Pertanto, “la norma non assolve una funzione «perequativa», bensì è tale da determinare un’irragionevole disparità di trattamento fra i segretari comunali e provinciali, quindi un’irragionevole difformità in grado di inficiare la progressione in carriera dei lavoratori pubblici”. In attesa del pronunciamento della Corte, almeno un altro Giudice del lavoro ha ritenuto sussistere lo stesso dubbio di costituzionalità e, a breve, giungerà innanzi alla Corte un’altra ordinanza che solleverà i medesimi dubbi.

L’auspicio è che questa volta la Corte Costituzionale si esprima nel merito, in ordine ad una norma, contenuta in un decreto legge, che ha inciso in modo significativo sulla coerenza del sistema retributivo dei segretari comunali e provinciali. Sul punto non può che ribadirsi quanto scritto in tal senso in altra sede “La norma, ad avviso di chi scrive, ha creato un problema di coerenza retributiva del sistema, rispetto alle previsioni contenute nei contratti di lavoro tra i segretari che operano in enti privi di dirigenti e quelli che operano in enti con dirigenti. Infatti, in molte circostanze si verificano ipotesi in cui segretari in servizio in enti più piccoli, appartenenti a classi di segreteria inferiori, percepiscono una retribuzione più elevata dei colleghi in servizio in enti più grandi, appartenenti a classi di segreteria superiori.
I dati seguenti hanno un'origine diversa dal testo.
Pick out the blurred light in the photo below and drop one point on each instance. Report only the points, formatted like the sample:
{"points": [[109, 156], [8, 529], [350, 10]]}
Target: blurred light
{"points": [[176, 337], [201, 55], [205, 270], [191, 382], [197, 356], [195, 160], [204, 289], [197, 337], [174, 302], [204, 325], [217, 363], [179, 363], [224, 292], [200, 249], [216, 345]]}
Inoltre, non è infrequente assistere a cambi di sedi che rappresentano un “avanzamento di carriera” cui corrisponde una riduzione complessiva della retribuzione percepita dal segretario che, proveniente da ente privo di dirigenti, si ritrova nel nuovo ente di dimensioni più grandi con i dirigenti ad avere un incremento dell’indennità di posizione che non compensa la perdita di una voce importante della retribuzione quale è quella dei diritti di rogito. Su tale aspetto l’auspicio è che si apra una riflessione seria, in quanto non è corretto che all’aumento della complessità del lavoro e delle responsabilità non segua un coerente sviluppo del sistema retributivo. Uno dei principi costituzionali in tema di lavoro è quello scolpito nell’art. 36 il quale sancisce che “Il lavoratore ha diritto ad una retribuzione proporzionata alla quantità e qualità del suo lavoro”. La norma sui diritti di rogito, inserita in un provvedimento d’urgenza, modificata in sede di conversione con una norma che ha creato notevoli problemi interpretativi, non ha minimamente valutato le conseguenze in tema di coerenza del sistema retributivo dei segretari comunali” (A. Scarsella, Diritti di rogito per i Segretari degli Enti locali, Maggioli Editore 2018, pag. 87).